1.) State of the road currently 2.)Post excavation 3.)Post Construction

Maintenance and upkeep of the road will be passed onto those members of the village that are chiefly in charge of road maintenance currently. The masons already possess the skills needed to keep the road running well. The road that Peace Corps repaired in a neighboring village is functioning under a very similar arrangement and is currently in great shape. Monitoring and evaluation of the project will be ongoing and primarily done by myself. I will get the different associations to keep track of the number of people whom are new participants from Dombala. Additionally, I will track the number of buyers/sellers using the Zana market that arrive on the improved road. Now that you know the work that the people of Zana are going to do, you probably want to know what you can do to help.

The people of Zana need a good road in order access available resources and have already invested a lot of time and planning into the project. However, we need your help in order to purchase the cement and rebar used in the repair of the road.
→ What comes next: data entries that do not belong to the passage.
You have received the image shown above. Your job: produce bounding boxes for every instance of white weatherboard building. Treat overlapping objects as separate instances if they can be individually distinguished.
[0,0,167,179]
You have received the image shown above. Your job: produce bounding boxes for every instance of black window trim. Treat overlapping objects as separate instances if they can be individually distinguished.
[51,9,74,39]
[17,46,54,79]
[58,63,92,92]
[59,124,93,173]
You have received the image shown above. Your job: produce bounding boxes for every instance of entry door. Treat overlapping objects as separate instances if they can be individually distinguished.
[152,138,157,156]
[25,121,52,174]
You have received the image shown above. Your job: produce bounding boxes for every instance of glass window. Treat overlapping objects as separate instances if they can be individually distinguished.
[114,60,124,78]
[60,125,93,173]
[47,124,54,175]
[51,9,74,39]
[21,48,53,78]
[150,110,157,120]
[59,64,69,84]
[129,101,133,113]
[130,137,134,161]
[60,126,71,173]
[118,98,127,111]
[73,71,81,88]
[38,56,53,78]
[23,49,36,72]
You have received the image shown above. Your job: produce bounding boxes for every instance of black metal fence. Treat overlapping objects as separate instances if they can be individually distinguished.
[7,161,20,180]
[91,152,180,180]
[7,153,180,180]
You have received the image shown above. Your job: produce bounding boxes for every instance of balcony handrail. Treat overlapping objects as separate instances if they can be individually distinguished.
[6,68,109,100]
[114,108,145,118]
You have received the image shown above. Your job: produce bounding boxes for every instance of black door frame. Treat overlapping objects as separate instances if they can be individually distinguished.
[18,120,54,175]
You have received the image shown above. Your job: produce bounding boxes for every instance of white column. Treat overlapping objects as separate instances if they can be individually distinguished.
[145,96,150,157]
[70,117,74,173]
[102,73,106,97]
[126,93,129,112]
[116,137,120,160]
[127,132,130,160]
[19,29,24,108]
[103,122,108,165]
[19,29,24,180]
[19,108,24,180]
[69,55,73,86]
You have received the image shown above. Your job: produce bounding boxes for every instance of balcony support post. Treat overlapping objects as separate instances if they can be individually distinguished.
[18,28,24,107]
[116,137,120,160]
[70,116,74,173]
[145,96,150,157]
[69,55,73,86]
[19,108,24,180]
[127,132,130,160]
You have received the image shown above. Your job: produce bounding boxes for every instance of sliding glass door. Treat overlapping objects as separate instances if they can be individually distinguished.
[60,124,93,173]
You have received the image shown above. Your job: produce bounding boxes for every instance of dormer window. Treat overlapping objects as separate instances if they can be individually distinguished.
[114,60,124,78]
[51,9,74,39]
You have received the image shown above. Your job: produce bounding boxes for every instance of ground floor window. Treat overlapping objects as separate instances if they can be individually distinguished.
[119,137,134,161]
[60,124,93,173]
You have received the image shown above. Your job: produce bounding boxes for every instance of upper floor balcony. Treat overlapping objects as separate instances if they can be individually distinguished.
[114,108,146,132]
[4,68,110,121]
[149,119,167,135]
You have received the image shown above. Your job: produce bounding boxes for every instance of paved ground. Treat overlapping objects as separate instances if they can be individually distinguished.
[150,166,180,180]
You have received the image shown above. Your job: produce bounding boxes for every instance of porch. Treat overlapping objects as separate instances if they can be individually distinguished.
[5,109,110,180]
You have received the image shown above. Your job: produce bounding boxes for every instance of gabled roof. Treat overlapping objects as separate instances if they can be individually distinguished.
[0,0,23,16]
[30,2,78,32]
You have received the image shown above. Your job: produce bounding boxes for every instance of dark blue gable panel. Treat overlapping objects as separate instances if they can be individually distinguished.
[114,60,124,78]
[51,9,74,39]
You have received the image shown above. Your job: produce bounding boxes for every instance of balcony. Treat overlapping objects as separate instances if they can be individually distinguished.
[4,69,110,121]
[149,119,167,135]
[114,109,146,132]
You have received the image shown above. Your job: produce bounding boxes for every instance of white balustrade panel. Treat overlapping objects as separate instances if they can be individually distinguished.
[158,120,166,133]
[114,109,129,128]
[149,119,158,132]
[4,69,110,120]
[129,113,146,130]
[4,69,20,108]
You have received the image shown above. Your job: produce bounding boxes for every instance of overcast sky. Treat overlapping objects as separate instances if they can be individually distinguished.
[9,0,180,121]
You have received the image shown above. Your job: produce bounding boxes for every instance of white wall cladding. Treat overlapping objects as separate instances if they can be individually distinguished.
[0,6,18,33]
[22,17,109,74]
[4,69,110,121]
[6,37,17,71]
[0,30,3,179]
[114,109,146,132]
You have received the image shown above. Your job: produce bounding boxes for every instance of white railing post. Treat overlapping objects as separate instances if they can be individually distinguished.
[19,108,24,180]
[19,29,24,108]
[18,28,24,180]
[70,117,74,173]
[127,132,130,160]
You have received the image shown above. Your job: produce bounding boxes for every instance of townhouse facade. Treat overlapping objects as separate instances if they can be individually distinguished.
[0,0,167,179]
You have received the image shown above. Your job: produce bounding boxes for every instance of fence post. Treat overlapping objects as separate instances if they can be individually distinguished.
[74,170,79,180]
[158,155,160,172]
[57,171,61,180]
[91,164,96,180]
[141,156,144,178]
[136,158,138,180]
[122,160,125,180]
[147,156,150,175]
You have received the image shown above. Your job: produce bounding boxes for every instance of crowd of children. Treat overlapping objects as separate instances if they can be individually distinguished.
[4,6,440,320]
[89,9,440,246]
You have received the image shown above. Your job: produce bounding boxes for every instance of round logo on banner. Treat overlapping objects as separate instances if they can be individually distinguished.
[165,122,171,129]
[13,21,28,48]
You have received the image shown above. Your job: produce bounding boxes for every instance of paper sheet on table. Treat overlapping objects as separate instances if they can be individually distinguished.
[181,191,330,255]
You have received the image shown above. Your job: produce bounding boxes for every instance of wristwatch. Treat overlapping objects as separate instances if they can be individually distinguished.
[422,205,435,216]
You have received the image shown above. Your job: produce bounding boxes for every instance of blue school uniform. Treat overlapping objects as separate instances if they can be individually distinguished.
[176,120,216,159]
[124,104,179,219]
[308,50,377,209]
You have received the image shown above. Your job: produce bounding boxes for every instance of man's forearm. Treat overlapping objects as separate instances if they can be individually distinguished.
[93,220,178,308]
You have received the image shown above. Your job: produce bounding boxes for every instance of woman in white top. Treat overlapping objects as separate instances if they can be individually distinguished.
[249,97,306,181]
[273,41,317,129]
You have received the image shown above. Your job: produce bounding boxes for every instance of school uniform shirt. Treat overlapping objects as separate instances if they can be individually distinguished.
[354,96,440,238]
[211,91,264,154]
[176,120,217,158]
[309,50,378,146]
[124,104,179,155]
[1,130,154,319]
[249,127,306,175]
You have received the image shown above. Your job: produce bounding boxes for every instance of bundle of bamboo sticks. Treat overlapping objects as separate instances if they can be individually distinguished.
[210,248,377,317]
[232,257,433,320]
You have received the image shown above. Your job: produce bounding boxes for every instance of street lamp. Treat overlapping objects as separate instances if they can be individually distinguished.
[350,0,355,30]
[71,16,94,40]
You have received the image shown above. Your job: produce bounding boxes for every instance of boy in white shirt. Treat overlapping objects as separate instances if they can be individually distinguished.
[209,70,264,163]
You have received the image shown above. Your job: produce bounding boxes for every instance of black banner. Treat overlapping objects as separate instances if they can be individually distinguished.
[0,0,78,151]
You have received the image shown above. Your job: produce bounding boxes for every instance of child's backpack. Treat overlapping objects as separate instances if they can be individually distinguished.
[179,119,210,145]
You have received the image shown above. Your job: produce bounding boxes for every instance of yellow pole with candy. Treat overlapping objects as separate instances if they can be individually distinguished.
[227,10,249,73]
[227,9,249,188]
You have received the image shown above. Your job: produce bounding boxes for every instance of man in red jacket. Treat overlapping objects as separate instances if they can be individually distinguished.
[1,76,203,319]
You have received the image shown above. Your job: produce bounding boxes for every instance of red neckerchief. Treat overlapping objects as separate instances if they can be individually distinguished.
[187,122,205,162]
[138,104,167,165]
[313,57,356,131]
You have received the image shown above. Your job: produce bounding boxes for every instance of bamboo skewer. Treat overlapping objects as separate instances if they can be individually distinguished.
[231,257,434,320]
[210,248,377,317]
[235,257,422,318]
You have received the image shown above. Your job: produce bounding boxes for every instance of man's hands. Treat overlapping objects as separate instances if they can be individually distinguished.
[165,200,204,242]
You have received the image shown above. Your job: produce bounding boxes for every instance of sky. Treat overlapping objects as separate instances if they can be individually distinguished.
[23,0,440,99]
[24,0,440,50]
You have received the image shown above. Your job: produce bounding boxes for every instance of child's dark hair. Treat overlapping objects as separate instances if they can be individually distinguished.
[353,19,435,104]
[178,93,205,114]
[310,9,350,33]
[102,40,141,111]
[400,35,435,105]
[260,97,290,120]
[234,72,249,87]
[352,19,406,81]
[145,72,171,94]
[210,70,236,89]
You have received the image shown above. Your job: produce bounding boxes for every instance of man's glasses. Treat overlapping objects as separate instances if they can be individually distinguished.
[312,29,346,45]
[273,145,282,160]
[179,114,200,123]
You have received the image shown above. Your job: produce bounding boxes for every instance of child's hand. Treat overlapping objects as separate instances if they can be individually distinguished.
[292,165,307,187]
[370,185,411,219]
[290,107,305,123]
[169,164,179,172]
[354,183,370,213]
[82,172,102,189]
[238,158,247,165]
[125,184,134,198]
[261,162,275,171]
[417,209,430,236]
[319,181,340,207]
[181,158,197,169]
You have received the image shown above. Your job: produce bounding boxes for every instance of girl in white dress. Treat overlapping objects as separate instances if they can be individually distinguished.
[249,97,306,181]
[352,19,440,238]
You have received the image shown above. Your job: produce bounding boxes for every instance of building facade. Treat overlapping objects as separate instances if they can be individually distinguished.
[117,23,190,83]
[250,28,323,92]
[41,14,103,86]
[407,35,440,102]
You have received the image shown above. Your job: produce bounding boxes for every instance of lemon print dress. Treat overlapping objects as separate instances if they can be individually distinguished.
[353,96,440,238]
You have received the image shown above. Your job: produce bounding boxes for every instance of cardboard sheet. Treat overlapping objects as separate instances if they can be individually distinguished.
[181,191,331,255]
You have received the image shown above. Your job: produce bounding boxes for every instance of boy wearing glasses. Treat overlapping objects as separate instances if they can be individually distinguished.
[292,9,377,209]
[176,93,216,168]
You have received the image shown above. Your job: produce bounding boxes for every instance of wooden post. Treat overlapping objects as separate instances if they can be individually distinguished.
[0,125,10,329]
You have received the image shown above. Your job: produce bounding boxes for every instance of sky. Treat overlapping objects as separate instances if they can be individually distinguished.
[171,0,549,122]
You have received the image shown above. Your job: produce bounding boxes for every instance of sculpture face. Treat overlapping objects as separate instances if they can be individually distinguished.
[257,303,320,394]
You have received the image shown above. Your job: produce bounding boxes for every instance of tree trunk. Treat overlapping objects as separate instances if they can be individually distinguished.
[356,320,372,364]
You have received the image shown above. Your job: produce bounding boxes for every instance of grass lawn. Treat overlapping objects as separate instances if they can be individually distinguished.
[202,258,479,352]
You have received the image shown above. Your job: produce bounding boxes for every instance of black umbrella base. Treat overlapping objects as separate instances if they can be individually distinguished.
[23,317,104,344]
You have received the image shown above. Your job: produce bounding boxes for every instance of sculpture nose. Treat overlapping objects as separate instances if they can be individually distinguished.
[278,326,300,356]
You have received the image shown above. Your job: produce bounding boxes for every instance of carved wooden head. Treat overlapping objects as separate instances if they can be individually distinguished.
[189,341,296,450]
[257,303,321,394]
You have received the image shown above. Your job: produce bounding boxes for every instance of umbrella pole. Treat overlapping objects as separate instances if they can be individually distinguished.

Construction of the road requires three tons of cement at 125000CFA per ton for a total of 375000CFA in cement. Additionally, 45 bars of rebar #8 need to be purchased at 2000 CFA a bar for a total of 90000CFA. All together, partners need to supply 465000CFA in order to buy all the needed supplies. Using the current exchange rate of 501.73CFAs per dollar, the sum comes to $926.80. However, rumor is that the CFA will be devalued at the beginning on 2012 (which could lead to higher cement prices) and I've been advised to wait till early January to submit the final application for bureaucratic approval. If you are feeling the Christmas spirit and want to help some of the world's poorest people out, I'd ask you to set aside a little bit of money to donate to the project once it is up for donations. One hundred percent of whatever you donate will go to the construction of the bridge. There is no administrative costs and I will give regular updates as to the progress of the project. Oftentimes when you donate money to a charity and do not know what happens with your money after you give. With this you'll have an amazing and competent person that you know (me!) managing a project that will do lasting and concrete good to an entire community whom are willing to work for it! Additionally, the donation is tax deducible. I bet you're just salivating at the prospect of donating, but you'll have to wait to early January :( Once the project is cleared to receive funding I will post a link on this blog to where you can donate.

In summarization, some people in Mali need your help to improve a road that is dangerous and impassible. Improving the road will improve access to markets, make it easier for kids to go to school, improve food security by improving access to a cereal bank and grinding mill and reduce risk of injury. Once the funding is in we can start work.